Anyone know how to resolve this error (in :thread:...
# dagster-plus
l
Anyone know how to resolve this error (in 🧵 ) I am getting in both my prod and branch deployments since this morning in Hybrid?
Copy code
Copy
Exception: Timed out after waiting 180s for server dr-e99b708e70d051faf1a4e1dc50b8e7f3ac9673bb-4189e5:4000.
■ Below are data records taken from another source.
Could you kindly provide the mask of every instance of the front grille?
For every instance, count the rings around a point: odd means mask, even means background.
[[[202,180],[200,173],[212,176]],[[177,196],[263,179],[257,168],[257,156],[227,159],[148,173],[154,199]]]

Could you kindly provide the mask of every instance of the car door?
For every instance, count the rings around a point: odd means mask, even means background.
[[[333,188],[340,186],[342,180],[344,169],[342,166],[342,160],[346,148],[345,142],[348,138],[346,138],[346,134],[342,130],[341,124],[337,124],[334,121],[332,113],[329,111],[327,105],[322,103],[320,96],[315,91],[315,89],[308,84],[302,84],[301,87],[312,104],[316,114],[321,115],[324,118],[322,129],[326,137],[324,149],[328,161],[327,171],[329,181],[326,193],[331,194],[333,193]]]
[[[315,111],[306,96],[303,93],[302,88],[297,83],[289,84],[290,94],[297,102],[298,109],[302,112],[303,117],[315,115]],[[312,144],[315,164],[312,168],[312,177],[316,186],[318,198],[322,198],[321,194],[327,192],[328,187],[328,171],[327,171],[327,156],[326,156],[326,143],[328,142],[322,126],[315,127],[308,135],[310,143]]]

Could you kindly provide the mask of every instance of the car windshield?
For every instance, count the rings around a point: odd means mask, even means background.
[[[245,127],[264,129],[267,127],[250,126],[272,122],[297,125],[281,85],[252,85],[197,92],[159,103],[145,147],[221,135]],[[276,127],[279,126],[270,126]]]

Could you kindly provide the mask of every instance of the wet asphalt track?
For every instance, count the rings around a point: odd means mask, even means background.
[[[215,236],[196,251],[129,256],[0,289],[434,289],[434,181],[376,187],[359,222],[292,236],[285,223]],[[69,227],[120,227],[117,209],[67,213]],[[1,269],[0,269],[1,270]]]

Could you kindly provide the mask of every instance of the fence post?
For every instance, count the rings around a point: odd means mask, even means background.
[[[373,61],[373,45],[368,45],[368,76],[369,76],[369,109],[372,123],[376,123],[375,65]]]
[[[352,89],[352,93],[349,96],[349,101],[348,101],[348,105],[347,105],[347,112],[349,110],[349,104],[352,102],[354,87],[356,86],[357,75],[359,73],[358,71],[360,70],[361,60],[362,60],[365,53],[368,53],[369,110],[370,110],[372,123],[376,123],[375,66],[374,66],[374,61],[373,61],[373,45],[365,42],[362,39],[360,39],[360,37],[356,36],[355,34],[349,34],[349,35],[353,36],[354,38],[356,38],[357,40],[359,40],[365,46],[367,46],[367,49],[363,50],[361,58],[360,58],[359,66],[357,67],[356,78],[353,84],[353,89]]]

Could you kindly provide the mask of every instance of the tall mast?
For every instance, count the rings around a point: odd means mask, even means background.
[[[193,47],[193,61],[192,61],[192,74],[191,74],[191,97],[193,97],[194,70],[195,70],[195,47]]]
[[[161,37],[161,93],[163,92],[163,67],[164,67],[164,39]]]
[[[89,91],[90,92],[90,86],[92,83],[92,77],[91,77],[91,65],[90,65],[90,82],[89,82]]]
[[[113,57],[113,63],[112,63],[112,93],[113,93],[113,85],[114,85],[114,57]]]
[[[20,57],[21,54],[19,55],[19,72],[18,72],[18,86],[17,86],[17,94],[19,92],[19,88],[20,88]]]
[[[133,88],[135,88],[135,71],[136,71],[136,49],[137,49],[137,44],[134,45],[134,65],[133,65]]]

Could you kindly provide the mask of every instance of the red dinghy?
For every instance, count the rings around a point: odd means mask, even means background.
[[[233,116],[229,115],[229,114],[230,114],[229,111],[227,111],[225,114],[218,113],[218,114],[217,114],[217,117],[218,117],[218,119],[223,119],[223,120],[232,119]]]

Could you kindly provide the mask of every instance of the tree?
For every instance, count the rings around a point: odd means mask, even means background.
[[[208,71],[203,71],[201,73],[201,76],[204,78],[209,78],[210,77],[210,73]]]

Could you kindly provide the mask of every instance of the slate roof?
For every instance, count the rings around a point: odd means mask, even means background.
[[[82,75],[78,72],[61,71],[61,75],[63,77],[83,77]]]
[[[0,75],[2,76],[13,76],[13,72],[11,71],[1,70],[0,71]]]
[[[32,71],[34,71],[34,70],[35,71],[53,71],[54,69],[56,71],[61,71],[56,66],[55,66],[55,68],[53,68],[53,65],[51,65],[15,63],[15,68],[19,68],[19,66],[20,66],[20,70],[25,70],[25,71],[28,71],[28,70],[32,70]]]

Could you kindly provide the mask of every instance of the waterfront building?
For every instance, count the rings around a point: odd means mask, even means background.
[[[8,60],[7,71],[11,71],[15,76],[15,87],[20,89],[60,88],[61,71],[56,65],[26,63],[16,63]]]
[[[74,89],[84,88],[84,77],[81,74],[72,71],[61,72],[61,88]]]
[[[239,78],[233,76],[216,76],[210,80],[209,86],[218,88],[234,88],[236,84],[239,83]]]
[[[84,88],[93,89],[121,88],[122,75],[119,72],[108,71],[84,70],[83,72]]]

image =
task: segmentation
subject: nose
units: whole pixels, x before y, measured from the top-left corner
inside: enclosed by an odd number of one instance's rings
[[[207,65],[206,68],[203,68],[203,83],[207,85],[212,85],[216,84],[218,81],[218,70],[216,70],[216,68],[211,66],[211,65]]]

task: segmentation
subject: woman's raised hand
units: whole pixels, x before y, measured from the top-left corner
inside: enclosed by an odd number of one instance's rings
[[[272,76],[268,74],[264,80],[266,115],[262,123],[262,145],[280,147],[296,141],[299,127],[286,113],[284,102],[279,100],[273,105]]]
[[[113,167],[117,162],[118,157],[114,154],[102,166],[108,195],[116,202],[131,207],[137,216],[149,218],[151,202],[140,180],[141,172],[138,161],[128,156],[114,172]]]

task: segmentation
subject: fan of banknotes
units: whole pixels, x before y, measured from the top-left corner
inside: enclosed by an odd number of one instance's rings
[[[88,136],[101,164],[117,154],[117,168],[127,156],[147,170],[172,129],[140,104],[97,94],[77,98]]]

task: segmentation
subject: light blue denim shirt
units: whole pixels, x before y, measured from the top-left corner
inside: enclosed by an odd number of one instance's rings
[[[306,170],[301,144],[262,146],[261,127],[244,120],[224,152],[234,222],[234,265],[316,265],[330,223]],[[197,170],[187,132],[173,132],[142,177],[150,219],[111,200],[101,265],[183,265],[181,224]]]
Most recent connection error: dagster._core.errors.DagsterUserCodeUnreachableError: Could not reach user code server. gRPC Error code: UNAVAILABLE

Stack Trace:
  File "/dagster-cloud/dagster_cloud/workspace/user_code_launcher/user_code_launcher.py", line 1744, in _wait_for_server_process
    client.ping("")
  File "/dagster/dagster/_grpc/client.py", line 190, in ping
    res = self._query("Ping", api_pb2.PingRequest, echo=echo)
  File "/dagster/dagster/_grpc/client.py", line 157, in _query
    self._raise_grpc_exception(
  File "/dagster/dagster/_grpc/client.py", line 140, in _raise_grpc_exception
    raise DagsterUserCodeUnreachableError(

The above exception was caused by the following exception:
grpc._channel._InactiveRpcError: <_InactiveRpcError of RPC that terminated with:
	status = StatusCode.UNAVAILABLE
	details = "DNS resolution failed for dr-e99b708e70d051faf1a4e1dc50b8e7f3ac9673bb-4189e5:4000: C-ares status is not ARES_SUCCESS qtype=A name=dr-e99b708e70d051faf1a4e1dc50b8e7f3ac9673bb-4189e5 is_balancer=0: Domain name not found"
	debug_error_string = "UNKNOWN:DNS resolution failed for dr-e99b708e70d051faf1a4e1dc50b8e7f3ac9673bb-4189e5:4000: C-ares status is not ARES_SUCCESS qtype=A name=dr-e99b708e70d051faf1a4e1dc50b8e7f3ac9673bb-4189e5 is_balancer=0: Domain name not found {created_time:"2023-06-30T23:12:01.504637721+00:00", grpc_status:14}"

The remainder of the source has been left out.